3 years ago in July/August, I was watching a documentary called When We Left Earth. I found it so inspiring that I took a shot in the dark and emailed NASA about wanting to work for them. Serendipitously, a job description had been crafted that very day that eerily read like my resume. I got the job. It changed my life forever.

2 years ago in July, I attended Sci Foo, an unconference of ~200 world renowned scientists, after receiving a highly coveted invite from the O’Reilly team. As an un-scientist I was a bit terrified, to be honest. But I survived and it drove me to speak out more publicly.

1 year ago in July, I rounded up 15 of the awesome friends and acquaintances I had made over the previous 4 years and we collectively started planning Science Hack Day San Francisco. Though the event didn’t take place in July/August, looking back, I think putting it together is one of the best decisions I’ve ever made. Science Hack Day is just awesome.

Today, I’m writing while on “half-vacation”. Half-vacation because in July/August of this year, I learned that the first grant proposal I had written had been awarded. Like working for NASA, I don’t think I had envisioned writing a grant proposal in my life. So, very happily, I’m now burning the midnight oil in Berlin, Paris and now Málaga, alongside the most lovely and awesome person (he came along ~2 years ago, but not in July/August). And yeah, it freaks me out to think where I was 5 years ago.


  1. Alex Saint Croix
    August 18, 2011

    If we started keeping monthly recap logs and fed them into a “Now, where was I?” service, it would automatically update each month. Perhaps for the first year it would show where you were 5,4,3,2, and 1 month ago, then start in 2 month intervals, and grow from there.

    I liked this article quite a lot!

  2. Nathan Bergey
    August 18, 2011

    Thanks for sharing, it’s amazing how things can change isn’t it? 5 years ago I can’t even remember. It was like another life. Even just 2 years ago my life was quite different.

    5 years ago I was just moving to Portland, Oregon. I had no idea what to do, I didn’t even know anything about Portland, I was just looking for a change. By 4 years ago I had a ‘proper’ job (boring business consulting/IT stuff), everyone around me was in it for the long haul, it was what you were ‘supposed’ to do. There was a salary and benefits and the morning drive to work. I was saving up money for…a house maybe? Not sure, but that’s what everyone else was doing.

    3 years ago nothing had changed. Science was a hobby, and I had little time to devote to it.

    2 years ago I was getting antsy, but basically things were exactly the same as they had been. And that’s what really freaks me out. Just two years ago I had not:

    – had a girlfriend
    – meet an astronaut
    – seen a rocket launch
    – meet anyone at NASA
    – worked as my own boss
    – knew anything about gaseous hydrogen umbilical carrier plates
    – derived the rocket equation from base principles
    – knew anything about radios or antennas
    – built anything electronic on my own
    – hung out at a coffee shop in the cool part of town on a weekday
    – sold my car and biked everywhere.

    I could probably think of more. But *all* of that changed in the last two years. Most of it in the last year.

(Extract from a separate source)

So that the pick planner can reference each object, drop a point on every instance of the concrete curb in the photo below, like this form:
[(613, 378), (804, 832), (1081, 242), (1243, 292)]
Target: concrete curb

    A little more than one year ago things started to change. I had become fed up at my normal job and quit to build rockets instead. I took the money I had saved up and decided to just live on it. A friend talked me into going to SXSW and that’s where I met you and lots of other extremely cool space people like Cariann Higginbotham (spacevidcast) and Dave Masten (Masten Aerospace). It solidified my resolve to do amazing things just like those people (if I could).

    1 year ago almost exactly I was chosen for the STS-133 NASATweetup, which again changed everything. Over the last year I got introduced to soooo many people at NASA and so many amazing people in the twittersphere that *do* things. I met men who had *walked on the moon*. I talked to engineers who work on the space shuttle (or who did anyway). I went to science hack day and got the idea for the ISS/asteroid lamp that has garnered national attention (at least for an hour or two) and turned it into a wildly successful kickstarter project.

    Today I’m working on an improved version of the lamp that can be mass manufactured and a website with code and API’s for it. I’m leaving in a couple of weeks to see yet another major rocket launch (NASA’s GRAIL probe on a Delta II heavy rocket). I hope to continue to be inspired and to create more, and more.

    So yes, I’m freaked out too! But that might be a good thing. Thanks for taking the time to remind me of how lucky I’ve been and how much I’ve grown in the last few years. Here’s to the next 5!



  3. Amber Case
    August 22, 2011

    This is a great post, Ariel. Thanks for your history as well, Nathan!

    I think back about 4 years very often.

    5 years ago it was 2006 I filed my first patent on a billing system for alternative energy vehicles. I was an undergraduate Sophmore was working on a startup called GreenIt! with a few friends of mine. We were attending a liberal arts college in Portland with absolutely no support for entrepreneurs, so we convinced the president of the school to fund our company in exchange for a small equity stake so that we could get off the ground. Later that year I presented with my co-founder at the DOW Jones Emerging Ventures forum as part of Young Inventors International. It was where I learned what an angel was. I met Vinod Khosla and others, and there were Nobel Laureates in the room. It was the first time I had ever seen a startup pitch, but there they were – dozens of companies who would become massive or decimated in the coming years. My team and I were 19. The next youngest entrants at the conference were 27 and in grad school at MIT. My co-founder and I were terrified, but he was an exceptional networker. I picked up literally all of my social and networking skills from him as I watched him talk equally as easily to the doormen as to the billionaires. His background in theatre did him very well.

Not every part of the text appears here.